Here’s where advisors should pay attention.
Many existing policies:
Renew into fixed rates that lag today’s market
Lock clients into terms that no longer match their stage of life
Miss newer features around:
Liquidity
Income timing
Healthcare protection
Legacy efficiency
Meanwhile, new-money rates are often materially higher than what clients are earning today—even before considering added benefits or flexibility.
That gap creates a natural, client-friendly review conversation.
If you’ve sold annuities for 10 years or more, you already have:
Clients whose surrender schedules have ended
Policies nearing renewal windows
Long-time relationships built on trust—not transactions
This isn’t cold prospecting.
It’s responsible follow-up.
Many advisors are surprised by how often clients say:
“I had no idea this was worth reviewing.”

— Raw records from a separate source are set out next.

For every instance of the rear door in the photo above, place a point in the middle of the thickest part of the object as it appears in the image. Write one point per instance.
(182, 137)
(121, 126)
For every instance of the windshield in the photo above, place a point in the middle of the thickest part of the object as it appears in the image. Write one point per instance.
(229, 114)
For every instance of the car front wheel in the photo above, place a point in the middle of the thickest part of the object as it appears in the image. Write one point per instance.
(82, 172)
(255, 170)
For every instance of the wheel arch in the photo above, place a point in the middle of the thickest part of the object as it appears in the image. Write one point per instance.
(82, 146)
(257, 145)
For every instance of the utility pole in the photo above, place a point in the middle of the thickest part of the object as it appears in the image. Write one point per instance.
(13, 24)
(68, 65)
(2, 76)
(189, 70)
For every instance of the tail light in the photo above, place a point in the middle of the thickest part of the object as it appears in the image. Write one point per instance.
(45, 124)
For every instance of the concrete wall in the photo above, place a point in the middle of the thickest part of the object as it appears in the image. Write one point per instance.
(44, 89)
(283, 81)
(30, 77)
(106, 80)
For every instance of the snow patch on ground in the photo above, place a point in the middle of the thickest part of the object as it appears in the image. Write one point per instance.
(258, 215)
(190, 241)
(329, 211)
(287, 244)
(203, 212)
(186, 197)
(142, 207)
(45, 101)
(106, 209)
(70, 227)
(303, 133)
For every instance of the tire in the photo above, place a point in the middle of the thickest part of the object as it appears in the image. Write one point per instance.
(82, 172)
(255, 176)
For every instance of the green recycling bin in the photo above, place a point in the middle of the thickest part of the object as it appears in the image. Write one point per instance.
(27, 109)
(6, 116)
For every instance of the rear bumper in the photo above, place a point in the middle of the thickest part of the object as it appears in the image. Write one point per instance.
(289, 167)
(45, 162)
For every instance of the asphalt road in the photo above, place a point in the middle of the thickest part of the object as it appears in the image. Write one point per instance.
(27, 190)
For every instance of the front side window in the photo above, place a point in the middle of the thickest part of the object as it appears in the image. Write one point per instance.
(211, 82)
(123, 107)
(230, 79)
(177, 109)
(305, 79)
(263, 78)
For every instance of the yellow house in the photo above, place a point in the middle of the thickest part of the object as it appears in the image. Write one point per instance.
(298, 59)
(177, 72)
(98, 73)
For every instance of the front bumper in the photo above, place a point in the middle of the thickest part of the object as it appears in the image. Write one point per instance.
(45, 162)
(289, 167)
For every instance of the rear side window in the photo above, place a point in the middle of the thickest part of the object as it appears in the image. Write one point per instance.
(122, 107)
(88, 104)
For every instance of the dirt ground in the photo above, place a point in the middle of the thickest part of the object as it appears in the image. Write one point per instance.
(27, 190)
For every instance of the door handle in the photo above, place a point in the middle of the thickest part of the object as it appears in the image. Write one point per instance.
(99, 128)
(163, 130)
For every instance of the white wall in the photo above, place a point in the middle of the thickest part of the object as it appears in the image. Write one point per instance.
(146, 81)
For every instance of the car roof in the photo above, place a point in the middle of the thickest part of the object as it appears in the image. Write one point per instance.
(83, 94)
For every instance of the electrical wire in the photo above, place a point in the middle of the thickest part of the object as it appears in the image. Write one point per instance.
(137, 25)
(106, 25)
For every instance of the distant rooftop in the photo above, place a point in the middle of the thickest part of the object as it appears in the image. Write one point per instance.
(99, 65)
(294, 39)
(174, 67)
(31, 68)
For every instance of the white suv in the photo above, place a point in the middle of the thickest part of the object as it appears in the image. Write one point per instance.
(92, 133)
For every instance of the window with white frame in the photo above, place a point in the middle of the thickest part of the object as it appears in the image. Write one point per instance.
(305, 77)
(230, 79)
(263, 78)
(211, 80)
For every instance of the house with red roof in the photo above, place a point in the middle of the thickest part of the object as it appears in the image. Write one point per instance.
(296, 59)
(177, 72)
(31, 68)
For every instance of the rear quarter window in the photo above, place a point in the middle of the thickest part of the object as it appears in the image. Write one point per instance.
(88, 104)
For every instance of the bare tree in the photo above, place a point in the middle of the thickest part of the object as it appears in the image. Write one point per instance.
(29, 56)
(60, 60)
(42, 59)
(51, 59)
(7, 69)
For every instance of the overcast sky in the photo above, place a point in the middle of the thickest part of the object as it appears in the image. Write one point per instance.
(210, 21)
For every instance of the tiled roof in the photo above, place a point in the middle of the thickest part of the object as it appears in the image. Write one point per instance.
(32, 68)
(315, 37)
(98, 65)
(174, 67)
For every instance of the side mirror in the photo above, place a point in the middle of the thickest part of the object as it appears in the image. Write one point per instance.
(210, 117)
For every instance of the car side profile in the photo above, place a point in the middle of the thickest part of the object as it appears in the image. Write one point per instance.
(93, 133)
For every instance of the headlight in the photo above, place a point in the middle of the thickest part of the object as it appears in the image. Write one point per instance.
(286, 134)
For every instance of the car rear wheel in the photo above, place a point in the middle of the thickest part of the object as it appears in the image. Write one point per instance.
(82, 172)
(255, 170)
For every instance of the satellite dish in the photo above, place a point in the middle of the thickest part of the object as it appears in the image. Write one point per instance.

The best replacement conversations are not rate-driven.
They’re about alignment.
Does this money still have the right job?
Is the structure still competitive?
Has the client’s retirement picture changed?
Are there ways to improve guarantees without increasing risk?
When framed correctly, replacements feel like maintenance, not movement.
Advisors who lean into this shift are finding that:
Review conversations convert naturally
Clients appreciate proactive guidance
Replacements often lead to larger planning discussions—not just product changes
In many cases, the annuity isn’t the problem.
It just hasn’t been revisited.
The fixed annuity market didn’t slow down.
It matured.
And the advisors who recognize that replacement activity is now the heartbeat of the business are the ones uncovering the most opportunity—with the least resistance.
If you’ve been in the business for a decade or more, your next wave of growth may already be on your books.